What comes to mind is the research paper "Aggregated Interdisciplinary Databases and the Needs of Undergraduate Researchers" that I think didn't get the play it deserved in the library blogosphere:
Amy Fry, Julie Gilbert and I just published an article in portal (a self-archived copy is here) that had some surprising findings about the long tail in aggregated interdisciplinary databases: looking at use of one of the market leaders at 14 largely undergraduate institutions, 4% of titles accounted for half of downloads, and these were largely popular titles; articles in 40% of full text journals were not downloaded even once at all 14 institutions. We also found that, in aggregate, the number of articles downloaded fell from 2005 to 2006 by 10%, even though the database itself was growing. Curiously, a survey of librarians show they think these growing databases are about the right size and that more full text would be an improvement. Is more always a better investment? Really? [ACRLog]
No, more is not always a better investment. But its an easy sell and sadly, librarians are unthinkinly buying into it.
Here's an alternative that came to mind. Let's apply a new limitation to our online serial collections. We can get rid of the filler out of our indexes and aggregators by setting a minimum threshold by circulation count. A library could say that they only want to pay for titles that had over 12,000 readers. And voila! Those annoying regional newsletters that clog up your search results when you are searching a business database? Gone!
Yes this is decidedly populist approach and against the recommendations by Fister et al in their paper. But consider this - such a limitation would have many additional benefits. First, it would be a strike against the Cambrian explosion of new academic titles for every microtopic and splinter school of thought. And some existing fields could stand to have fewer journal titles to improve the quality of the work of the whole. For example, according to Ulrich's there are almost 200 scholarly titles dedicated to library science published in the United States alone - and this doesn't include the open access journals that are now find online.

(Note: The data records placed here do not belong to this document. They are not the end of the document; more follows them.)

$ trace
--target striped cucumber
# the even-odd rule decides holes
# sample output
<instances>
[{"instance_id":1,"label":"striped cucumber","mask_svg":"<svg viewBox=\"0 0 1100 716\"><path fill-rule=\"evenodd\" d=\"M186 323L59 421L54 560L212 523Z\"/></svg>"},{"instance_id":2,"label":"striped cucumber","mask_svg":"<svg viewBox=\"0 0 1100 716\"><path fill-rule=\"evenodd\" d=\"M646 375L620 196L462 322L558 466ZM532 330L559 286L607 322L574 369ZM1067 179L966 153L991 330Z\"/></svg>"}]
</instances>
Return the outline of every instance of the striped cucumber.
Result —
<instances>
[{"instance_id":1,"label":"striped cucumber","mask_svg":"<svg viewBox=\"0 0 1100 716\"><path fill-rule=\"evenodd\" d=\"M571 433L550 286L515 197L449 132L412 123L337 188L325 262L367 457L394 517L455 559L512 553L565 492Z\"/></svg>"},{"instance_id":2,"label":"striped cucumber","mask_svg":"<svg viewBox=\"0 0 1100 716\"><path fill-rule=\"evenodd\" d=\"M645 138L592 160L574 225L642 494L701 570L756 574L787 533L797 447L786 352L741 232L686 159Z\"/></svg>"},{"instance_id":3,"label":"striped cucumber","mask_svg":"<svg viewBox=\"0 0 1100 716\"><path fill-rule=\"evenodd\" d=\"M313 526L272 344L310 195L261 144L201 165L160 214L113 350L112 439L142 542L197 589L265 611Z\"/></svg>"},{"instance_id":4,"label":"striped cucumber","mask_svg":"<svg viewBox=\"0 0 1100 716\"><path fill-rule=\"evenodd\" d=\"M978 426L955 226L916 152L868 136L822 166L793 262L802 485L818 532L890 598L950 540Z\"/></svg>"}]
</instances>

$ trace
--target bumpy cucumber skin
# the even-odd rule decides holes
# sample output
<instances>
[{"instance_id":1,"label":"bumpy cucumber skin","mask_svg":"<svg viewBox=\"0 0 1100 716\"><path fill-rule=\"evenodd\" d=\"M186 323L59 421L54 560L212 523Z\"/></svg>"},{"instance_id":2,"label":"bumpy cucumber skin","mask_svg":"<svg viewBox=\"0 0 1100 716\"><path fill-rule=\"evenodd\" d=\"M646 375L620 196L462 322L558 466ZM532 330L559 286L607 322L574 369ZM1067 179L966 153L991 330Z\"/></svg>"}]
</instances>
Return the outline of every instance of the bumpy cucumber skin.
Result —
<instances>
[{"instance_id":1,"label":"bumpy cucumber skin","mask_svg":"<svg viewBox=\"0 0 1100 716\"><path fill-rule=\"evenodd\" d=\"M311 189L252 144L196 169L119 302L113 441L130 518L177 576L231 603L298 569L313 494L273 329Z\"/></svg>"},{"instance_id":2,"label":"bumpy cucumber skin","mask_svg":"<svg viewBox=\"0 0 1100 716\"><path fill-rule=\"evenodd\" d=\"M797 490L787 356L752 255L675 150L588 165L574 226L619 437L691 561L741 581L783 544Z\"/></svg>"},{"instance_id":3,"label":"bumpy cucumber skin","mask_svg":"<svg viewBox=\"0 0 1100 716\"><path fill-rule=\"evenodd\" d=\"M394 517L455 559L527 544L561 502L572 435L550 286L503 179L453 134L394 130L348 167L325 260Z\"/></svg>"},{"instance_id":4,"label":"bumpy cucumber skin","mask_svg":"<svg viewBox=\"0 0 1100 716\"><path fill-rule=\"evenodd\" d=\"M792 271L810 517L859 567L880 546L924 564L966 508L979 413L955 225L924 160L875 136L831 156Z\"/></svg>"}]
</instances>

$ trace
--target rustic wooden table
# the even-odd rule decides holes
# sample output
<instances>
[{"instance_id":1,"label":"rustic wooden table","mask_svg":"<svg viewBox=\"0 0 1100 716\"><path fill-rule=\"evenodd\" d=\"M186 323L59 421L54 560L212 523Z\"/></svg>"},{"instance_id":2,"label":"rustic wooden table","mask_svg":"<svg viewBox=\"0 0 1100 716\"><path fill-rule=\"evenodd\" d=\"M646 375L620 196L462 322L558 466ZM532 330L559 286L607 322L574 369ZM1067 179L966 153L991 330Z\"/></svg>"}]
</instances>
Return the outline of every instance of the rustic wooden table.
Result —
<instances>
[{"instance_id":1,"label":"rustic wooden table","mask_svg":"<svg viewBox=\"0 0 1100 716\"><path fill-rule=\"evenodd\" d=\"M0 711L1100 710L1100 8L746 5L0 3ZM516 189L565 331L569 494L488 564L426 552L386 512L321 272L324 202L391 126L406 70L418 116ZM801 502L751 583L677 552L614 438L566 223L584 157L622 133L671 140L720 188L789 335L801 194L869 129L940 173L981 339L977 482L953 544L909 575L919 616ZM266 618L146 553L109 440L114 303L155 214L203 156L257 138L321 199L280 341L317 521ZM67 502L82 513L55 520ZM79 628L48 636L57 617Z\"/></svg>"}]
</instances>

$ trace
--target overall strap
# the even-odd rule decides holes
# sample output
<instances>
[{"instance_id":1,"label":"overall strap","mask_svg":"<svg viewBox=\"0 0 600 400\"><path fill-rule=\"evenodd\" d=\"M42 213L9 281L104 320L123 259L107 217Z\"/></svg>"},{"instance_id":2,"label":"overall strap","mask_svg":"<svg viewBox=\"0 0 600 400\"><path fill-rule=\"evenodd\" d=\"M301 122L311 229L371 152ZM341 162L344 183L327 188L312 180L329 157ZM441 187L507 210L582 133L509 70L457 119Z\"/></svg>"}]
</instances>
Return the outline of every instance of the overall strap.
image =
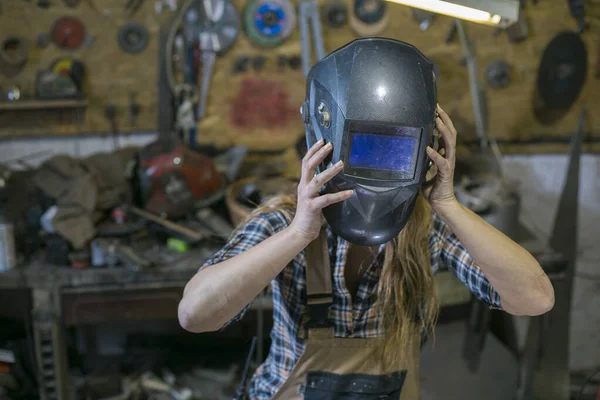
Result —
<instances>
[{"instance_id":1,"label":"overall strap","mask_svg":"<svg viewBox=\"0 0 600 400\"><path fill-rule=\"evenodd\" d=\"M305 249L306 256L306 295L309 321L306 328L329 328L329 307L333 303L331 286L331 265L327 231L321 228L319 237Z\"/></svg>"}]
</instances>

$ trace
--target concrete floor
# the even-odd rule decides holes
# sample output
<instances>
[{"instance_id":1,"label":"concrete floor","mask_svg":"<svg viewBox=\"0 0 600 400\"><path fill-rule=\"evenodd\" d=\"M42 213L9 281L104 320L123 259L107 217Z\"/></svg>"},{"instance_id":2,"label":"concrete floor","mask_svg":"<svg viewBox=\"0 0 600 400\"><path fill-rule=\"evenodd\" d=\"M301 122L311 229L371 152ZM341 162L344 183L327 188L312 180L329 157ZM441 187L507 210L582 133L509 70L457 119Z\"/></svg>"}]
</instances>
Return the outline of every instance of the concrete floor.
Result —
<instances>
[{"instance_id":1,"label":"concrete floor","mask_svg":"<svg viewBox=\"0 0 600 400\"><path fill-rule=\"evenodd\" d=\"M493 336L488 335L477 373L462 357L463 321L440 324L435 343L421 353L422 400L510 400L517 388L517 361Z\"/></svg>"}]
</instances>

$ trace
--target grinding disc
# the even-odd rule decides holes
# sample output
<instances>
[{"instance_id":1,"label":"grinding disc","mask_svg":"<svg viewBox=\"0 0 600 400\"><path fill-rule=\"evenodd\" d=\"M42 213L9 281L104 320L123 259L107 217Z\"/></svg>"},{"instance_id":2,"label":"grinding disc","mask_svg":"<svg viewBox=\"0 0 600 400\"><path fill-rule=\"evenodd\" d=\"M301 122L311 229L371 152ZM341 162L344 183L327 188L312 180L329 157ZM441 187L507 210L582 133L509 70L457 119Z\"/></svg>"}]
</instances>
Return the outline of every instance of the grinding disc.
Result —
<instances>
[{"instance_id":1,"label":"grinding disc","mask_svg":"<svg viewBox=\"0 0 600 400\"><path fill-rule=\"evenodd\" d=\"M575 32L562 32L548 44L538 69L534 113L542 124L561 119L577 101L587 76L587 50Z\"/></svg>"},{"instance_id":2,"label":"grinding disc","mask_svg":"<svg viewBox=\"0 0 600 400\"><path fill-rule=\"evenodd\" d=\"M142 24L130 22L123 25L117 34L121 50L129 54L137 54L148 45L148 31Z\"/></svg>"},{"instance_id":3,"label":"grinding disc","mask_svg":"<svg viewBox=\"0 0 600 400\"><path fill-rule=\"evenodd\" d=\"M375 36L387 26L389 13L385 0L354 0L350 26L359 36Z\"/></svg>"},{"instance_id":4,"label":"grinding disc","mask_svg":"<svg viewBox=\"0 0 600 400\"><path fill-rule=\"evenodd\" d=\"M289 0L250 0L244 10L250 40L262 47L283 43L296 26L296 11Z\"/></svg>"},{"instance_id":5,"label":"grinding disc","mask_svg":"<svg viewBox=\"0 0 600 400\"><path fill-rule=\"evenodd\" d=\"M323 6L323 20L330 28L340 28L348 22L348 7L341 0L328 1Z\"/></svg>"},{"instance_id":6,"label":"grinding disc","mask_svg":"<svg viewBox=\"0 0 600 400\"><path fill-rule=\"evenodd\" d=\"M85 40L85 25L75 17L61 17L50 29L54 44L63 49L76 49Z\"/></svg>"},{"instance_id":7,"label":"grinding disc","mask_svg":"<svg viewBox=\"0 0 600 400\"><path fill-rule=\"evenodd\" d=\"M0 42L0 69L8 77L18 75L27 62L29 50L22 37L9 36Z\"/></svg>"},{"instance_id":8,"label":"grinding disc","mask_svg":"<svg viewBox=\"0 0 600 400\"><path fill-rule=\"evenodd\" d=\"M195 0L183 19L185 41L199 41L202 51L226 52L237 40L239 31L240 16L228 0Z\"/></svg>"}]
</instances>

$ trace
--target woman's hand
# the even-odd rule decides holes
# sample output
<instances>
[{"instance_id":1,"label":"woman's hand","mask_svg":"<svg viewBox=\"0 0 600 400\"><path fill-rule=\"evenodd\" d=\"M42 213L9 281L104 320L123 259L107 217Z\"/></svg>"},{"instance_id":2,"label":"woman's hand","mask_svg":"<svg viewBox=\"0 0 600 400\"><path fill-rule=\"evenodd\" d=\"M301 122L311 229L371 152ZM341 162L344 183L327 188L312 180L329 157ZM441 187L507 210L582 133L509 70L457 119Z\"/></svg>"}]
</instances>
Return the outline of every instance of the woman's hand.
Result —
<instances>
[{"instance_id":1,"label":"woman's hand","mask_svg":"<svg viewBox=\"0 0 600 400\"><path fill-rule=\"evenodd\" d=\"M323 145L320 140L315 143L302 159L302 176L298 183L298 205L296 215L290 227L307 240L315 240L324 222L323 208L328 205L346 200L352 196L352 190L339 193L319 195L319 189L344 168L342 161L315 175L317 166L333 149L331 143Z\"/></svg>"},{"instance_id":2,"label":"woman's hand","mask_svg":"<svg viewBox=\"0 0 600 400\"><path fill-rule=\"evenodd\" d=\"M427 146L427 154L437 167L437 175L429 193L429 204L434 211L456 202L454 196L454 165L456 161L456 129L452 120L437 105L435 126L442 137L440 152Z\"/></svg>"}]
</instances>

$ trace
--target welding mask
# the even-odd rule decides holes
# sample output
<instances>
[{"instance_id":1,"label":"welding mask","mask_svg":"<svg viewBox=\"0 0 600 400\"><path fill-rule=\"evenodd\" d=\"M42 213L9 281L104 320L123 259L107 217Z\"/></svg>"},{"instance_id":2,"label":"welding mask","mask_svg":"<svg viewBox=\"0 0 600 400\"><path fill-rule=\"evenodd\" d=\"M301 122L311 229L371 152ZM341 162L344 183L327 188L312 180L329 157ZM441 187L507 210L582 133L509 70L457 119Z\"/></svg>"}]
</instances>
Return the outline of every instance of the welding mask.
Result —
<instances>
[{"instance_id":1,"label":"welding mask","mask_svg":"<svg viewBox=\"0 0 600 400\"><path fill-rule=\"evenodd\" d=\"M312 67L301 108L307 146L333 144L317 173L344 162L320 193L354 190L323 209L334 233L374 246L404 228L431 166L425 149L437 148L436 104L432 62L401 41L358 39Z\"/></svg>"}]
</instances>

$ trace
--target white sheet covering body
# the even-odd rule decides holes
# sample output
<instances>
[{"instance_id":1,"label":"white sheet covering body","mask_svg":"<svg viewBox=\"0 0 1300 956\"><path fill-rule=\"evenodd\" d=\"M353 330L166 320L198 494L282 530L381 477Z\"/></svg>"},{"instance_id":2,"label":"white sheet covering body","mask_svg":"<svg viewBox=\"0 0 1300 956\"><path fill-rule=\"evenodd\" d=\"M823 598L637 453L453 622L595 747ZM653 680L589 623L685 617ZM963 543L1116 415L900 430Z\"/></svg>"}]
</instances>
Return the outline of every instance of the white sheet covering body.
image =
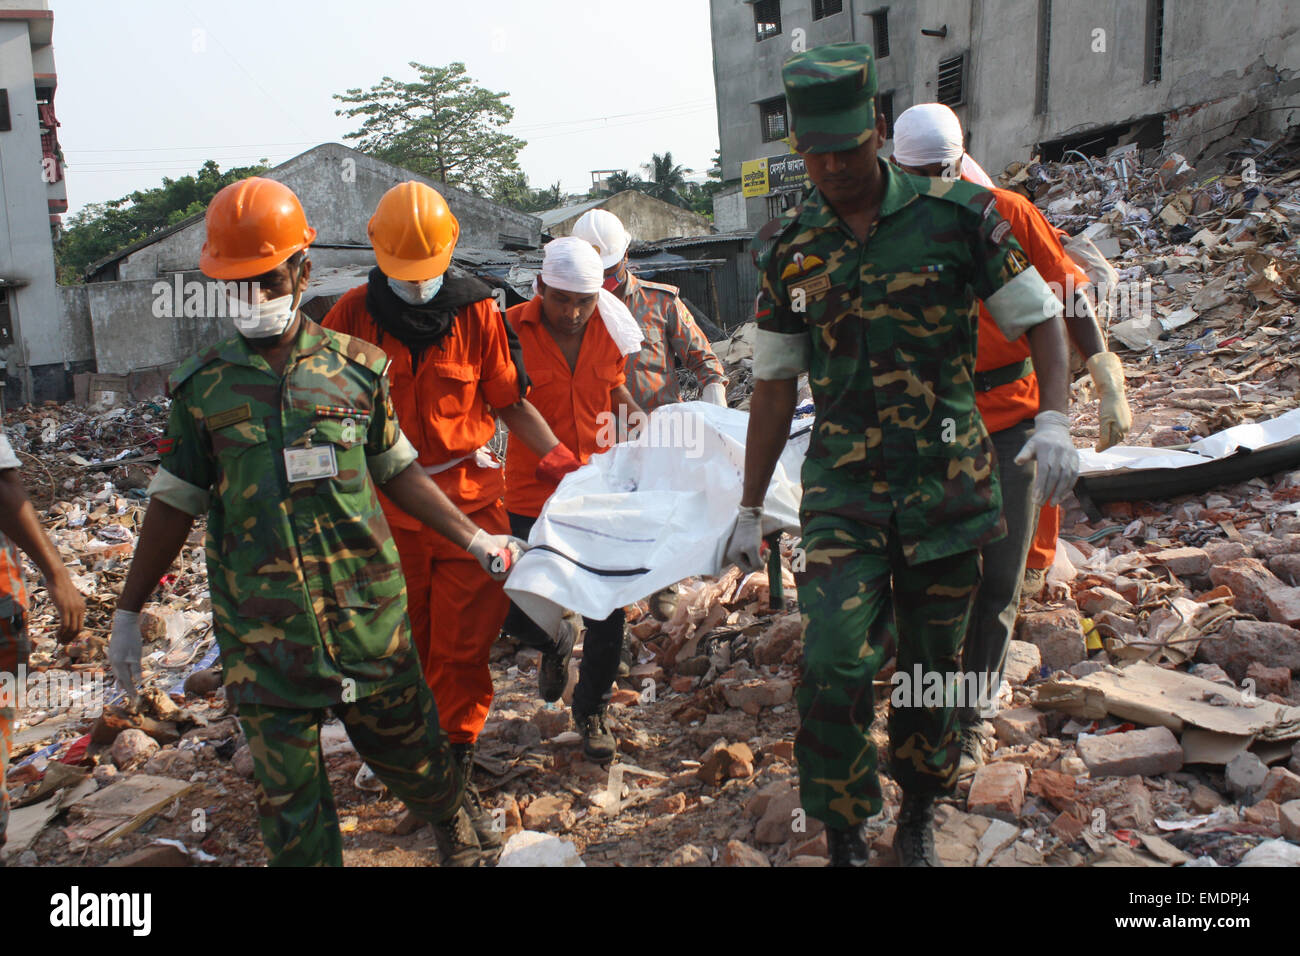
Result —
<instances>
[{"instance_id":1,"label":"white sheet covering body","mask_svg":"<svg viewBox=\"0 0 1300 956\"><path fill-rule=\"evenodd\" d=\"M791 427L802 434L787 443L768 486L764 534L799 533L799 472L811 421ZM506 593L553 634L565 608L599 620L683 578L721 573L744 482L748 425L747 412L707 402L656 409L635 442L564 477ZM601 574L569 558L600 571L638 573Z\"/></svg>"}]
</instances>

Secondly, a circulation statistics filter provides a useful means of selling one product (with a moveable threshold) to many libraries rather than having to create a multitude of different research products to meet the needs of all the disparate library communities in the world. In this way, online collections would mirror their print ancestors: smaller, more general educational institutions have libraries with smaller, more general publications while larger research libraries have the budgets to subscribe to many more smaller 'niche' titles.
Yes, there are obvious problems with filtering by circulation statistics and no, I am not a populist myself when it comes to my reading choices. But until someone else comes up with a reasonable alternative, the sparklines that indicate number of titles paid for but never looked at is going to go up.